6. A THOROUGHLY POLITE DUSTUP

A screen grab from 'Arrested Development'
Netflix

Season 3, Episode 4: During season three, Buster puts himself into what doctors call a “light-to-no coma” in order to avoid testifying against his family. Soon, his nurse Julia Adelaide (played by Bronwen Masters) becomes infatuated with him. This romance is foreshadowed by a short scene from A Thoroughly Polite Dustup, a fictional 1941 British war film. Masters and Tony Hale, who sports a hilarious fake chin, mustache, and bandaged left hand (the one Buster lost), play the nurse and soldier in A Thoroughly Polite Dustup.

Eight episodes later, Buster and Nurse Adelaide reenact a portion of the scene (almost word-for-word) just after Buster drops his coma charade.

7. ANNYONG'S REVENGE

A screen grab from 'Arrested Development'
Netflix

Season 3, Episode 13: Lucille and George’s adopted Korean son, Annyong, starts off as what appears to be a pretty one-dimensional and purposefully annoying (get it?) character, but expands greatly during the final episode of season three when his revenge plot is finally revealed. This moment was foreshadowed way back in season two when his real name “Hello” is spray-painted on the side of the Bluth's destroyed frozen banana stand during episode six.

His plot is also briefly noted in the fifth episode of season three, when he is shown hiding inside Lucille's home in order to steal Bluth family secrets.
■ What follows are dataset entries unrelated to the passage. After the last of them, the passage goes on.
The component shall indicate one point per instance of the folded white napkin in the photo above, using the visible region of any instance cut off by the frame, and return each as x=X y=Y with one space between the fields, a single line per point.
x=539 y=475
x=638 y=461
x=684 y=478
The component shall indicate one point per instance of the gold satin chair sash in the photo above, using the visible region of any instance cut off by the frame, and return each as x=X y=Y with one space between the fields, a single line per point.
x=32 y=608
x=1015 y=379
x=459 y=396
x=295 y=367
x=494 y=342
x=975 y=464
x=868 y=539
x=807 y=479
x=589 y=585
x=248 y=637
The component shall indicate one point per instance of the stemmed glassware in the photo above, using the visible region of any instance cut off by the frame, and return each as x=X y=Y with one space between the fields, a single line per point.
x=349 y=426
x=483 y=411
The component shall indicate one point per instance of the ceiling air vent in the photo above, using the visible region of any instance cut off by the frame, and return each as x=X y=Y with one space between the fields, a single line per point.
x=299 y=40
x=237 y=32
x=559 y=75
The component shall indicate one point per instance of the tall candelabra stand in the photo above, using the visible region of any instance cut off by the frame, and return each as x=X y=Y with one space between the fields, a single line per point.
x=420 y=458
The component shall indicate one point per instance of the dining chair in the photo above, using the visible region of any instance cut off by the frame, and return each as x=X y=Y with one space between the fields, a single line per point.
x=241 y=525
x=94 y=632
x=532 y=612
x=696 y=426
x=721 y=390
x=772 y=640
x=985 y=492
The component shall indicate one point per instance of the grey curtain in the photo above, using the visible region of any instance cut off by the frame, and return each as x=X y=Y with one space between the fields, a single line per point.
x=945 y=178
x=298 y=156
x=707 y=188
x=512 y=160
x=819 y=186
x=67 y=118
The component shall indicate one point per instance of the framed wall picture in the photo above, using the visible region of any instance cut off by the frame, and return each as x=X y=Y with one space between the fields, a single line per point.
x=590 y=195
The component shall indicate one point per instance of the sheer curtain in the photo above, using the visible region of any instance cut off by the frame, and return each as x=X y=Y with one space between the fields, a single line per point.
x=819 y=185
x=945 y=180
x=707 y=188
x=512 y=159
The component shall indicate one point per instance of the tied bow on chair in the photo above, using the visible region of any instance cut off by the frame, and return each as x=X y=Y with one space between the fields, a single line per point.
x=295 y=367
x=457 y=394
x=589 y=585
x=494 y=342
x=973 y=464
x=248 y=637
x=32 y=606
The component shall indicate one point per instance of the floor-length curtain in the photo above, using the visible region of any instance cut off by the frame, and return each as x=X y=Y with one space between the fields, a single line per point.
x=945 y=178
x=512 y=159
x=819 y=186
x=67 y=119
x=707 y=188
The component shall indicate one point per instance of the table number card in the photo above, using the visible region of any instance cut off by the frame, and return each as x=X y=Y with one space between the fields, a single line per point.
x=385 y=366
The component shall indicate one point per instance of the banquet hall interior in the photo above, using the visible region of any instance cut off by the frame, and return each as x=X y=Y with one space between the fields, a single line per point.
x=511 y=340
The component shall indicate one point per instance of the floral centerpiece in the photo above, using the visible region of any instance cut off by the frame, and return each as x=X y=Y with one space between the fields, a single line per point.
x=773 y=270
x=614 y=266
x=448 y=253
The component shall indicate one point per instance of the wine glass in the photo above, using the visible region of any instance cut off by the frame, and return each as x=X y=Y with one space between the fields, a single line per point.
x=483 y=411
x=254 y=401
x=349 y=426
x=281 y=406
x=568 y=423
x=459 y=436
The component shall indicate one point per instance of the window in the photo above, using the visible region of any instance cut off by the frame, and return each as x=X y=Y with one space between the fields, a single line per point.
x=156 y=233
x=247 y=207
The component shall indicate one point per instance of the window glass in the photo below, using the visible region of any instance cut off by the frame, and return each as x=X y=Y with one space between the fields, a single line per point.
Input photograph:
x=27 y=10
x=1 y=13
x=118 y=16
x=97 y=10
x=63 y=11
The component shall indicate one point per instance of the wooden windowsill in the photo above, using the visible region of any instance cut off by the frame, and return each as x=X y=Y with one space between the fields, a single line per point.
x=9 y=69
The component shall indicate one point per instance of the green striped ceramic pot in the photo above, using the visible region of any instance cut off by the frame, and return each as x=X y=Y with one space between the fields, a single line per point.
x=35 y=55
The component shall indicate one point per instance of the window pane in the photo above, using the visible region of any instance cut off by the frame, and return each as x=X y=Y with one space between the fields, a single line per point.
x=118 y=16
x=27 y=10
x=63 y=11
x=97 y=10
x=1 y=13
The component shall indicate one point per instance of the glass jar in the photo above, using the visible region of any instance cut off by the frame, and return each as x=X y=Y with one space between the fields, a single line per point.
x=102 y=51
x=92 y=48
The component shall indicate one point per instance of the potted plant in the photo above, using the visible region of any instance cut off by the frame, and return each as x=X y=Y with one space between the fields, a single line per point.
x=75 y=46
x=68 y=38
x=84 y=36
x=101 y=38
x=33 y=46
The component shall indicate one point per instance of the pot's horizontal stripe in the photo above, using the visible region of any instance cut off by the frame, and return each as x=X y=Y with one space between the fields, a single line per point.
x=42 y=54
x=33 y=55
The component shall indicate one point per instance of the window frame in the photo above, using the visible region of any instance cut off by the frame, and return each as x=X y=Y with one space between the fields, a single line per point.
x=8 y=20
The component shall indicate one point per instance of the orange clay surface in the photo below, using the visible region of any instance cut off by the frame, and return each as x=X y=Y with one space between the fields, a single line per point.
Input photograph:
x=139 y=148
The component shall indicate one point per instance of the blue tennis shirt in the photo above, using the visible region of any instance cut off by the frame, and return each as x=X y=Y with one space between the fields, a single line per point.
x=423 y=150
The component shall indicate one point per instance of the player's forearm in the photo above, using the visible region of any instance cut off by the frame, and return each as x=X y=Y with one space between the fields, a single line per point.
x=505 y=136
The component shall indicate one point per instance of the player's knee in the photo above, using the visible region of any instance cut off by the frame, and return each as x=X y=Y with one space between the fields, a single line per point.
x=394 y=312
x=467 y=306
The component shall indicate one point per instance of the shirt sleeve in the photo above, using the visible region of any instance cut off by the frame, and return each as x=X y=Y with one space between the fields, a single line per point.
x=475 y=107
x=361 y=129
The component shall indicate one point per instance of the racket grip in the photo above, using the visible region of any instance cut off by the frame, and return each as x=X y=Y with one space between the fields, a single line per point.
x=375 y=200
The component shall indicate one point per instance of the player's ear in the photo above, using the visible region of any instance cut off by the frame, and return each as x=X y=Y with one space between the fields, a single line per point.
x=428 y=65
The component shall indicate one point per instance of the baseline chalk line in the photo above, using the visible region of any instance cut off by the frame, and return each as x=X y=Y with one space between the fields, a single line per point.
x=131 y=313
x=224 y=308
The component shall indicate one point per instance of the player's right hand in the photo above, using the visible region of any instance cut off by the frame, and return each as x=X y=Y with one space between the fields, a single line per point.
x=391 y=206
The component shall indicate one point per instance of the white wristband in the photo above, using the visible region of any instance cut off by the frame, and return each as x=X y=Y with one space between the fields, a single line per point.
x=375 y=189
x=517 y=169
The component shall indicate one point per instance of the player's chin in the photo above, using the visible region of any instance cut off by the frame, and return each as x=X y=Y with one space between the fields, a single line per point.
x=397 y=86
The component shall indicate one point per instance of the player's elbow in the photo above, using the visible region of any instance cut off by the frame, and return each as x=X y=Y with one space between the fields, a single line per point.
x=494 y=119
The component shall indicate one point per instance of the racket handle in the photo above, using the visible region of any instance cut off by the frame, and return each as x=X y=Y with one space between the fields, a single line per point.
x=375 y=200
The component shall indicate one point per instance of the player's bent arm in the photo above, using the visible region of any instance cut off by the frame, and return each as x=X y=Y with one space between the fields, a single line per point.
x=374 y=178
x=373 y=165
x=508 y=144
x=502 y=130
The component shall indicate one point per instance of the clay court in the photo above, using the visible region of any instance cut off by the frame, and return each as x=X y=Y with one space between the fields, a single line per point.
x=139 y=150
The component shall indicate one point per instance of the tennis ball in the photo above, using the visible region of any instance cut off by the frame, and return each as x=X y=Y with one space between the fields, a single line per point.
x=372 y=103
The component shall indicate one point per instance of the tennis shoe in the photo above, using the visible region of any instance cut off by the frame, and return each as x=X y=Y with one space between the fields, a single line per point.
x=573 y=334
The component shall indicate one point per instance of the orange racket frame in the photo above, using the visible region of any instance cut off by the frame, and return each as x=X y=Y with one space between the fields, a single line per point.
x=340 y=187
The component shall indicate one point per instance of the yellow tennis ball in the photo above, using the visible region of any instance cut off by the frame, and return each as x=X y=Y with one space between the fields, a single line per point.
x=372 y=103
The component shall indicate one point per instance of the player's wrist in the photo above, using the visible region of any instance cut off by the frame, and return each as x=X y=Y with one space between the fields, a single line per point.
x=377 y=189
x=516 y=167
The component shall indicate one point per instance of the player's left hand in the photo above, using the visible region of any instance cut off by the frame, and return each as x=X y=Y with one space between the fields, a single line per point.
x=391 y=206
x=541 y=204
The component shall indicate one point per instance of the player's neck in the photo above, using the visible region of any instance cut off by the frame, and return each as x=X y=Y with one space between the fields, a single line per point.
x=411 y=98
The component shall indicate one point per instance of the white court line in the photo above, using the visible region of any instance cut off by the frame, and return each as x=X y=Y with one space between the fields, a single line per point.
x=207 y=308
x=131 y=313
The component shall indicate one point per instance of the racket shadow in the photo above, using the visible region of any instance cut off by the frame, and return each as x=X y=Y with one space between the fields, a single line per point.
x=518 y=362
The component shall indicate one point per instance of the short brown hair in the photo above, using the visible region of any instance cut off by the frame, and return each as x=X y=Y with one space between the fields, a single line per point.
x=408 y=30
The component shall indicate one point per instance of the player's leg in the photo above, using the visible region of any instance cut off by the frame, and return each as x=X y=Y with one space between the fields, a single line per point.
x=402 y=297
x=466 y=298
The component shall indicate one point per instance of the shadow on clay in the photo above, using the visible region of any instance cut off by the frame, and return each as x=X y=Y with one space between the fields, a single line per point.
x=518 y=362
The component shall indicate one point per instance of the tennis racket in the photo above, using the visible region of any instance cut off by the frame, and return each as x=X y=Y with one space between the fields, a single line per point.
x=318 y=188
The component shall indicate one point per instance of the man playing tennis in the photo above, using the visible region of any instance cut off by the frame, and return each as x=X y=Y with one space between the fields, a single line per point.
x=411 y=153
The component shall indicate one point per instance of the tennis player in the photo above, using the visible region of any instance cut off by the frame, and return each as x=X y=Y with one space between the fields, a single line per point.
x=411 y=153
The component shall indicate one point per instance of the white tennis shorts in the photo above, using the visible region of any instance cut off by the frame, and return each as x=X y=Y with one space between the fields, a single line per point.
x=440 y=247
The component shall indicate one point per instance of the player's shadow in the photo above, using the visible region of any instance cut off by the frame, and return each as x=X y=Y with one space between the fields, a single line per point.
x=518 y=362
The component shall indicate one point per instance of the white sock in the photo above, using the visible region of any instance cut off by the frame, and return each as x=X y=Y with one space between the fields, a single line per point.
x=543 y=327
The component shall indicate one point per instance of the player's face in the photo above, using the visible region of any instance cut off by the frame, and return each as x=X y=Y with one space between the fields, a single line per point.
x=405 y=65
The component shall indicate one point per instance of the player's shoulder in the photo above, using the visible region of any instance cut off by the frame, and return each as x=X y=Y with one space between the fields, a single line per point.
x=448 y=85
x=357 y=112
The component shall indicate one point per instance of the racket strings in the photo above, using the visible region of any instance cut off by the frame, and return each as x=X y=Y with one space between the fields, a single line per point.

The narrator describes him as a “mole,” a fact that is also foreshadowed by the mole on his shirt two episodes earlier.

8. MICHAEL'S "FLIGHT OF THE PHOENIX"

A screen grab from 'Arrested Development'
Netflix

When Arrested Development returned via Netflix in 2013, its knack for nuanced storytelling became all the more complicated with the new season's unorthodox time frame. Pretty much every major plot point is foreshadowed in some small way—but one event pays off on a joke that’s been running since the very first episode.

Season 4, Episode 1: Season four starts off with Michael finally, albeit briefly, moving to Phoenix, a town that the narrator describes as a place “he'd always imagined would be his destiny.” We should have seen this coming, as Michael threatens to leave the family to live in Phoenix during the first episode of both seasons one and two. Another allusion to Michael’s love for Phoenix is the fact that he attends The University of Phoenix online throughout season four.

9. EVERYONE'S "A HOT MESS"

A screen grab from 'Arrested Development'
Netflix

Season 4, Episode 10: During this episode, Lucille and Buster discover a phrase that both find very useful in their arguments, and it becomes a running joke between the two: "A hot mess." They’re a little behind the times, though. Michael uses the phrase to describe Lucille 2 in the first episode of the season and Oscar yells it to Dr. Norman in the second.

10. GEORGE MICHAEL'S FAKEBLOCK

Season 4, Episode 1: The computer program that George Michael develops throughout season four isn’t what it appears to be. Scenes falsely hinting that it is privacy software are spread in the first episode. But when George Michael is introduced earlier in the episode, the sound of a woodblock, foreshadowing what he’s really working on, underscores his name.

11. ENDING UP ON THE "WRONG SIDE" OF A NOODLE

A screen grab from 'Arrested Development'
Netflix

Season 4, Episode 10: An incarcerated Lucille gets attacked by her Asian gang mate, armed with a sharpened noodle. But this wasn’t the first time that the Bluth matriarch had ended up on the “wrong side of a noodle.” George Sr. apologized for a much different kind of noodle stabbing in episode two, foreshadowing both Lucille’s run-in with the Jade Dragon Triad and George Sr.’s evaporating masculinity with a single line of dialogue.

With another season of Arrested Development to binge-watch, there's sure to be more wild foreshadowing to come. (Thanks to Recurring Developments and The Arrested Development Wiki for assistance with episode numbers.)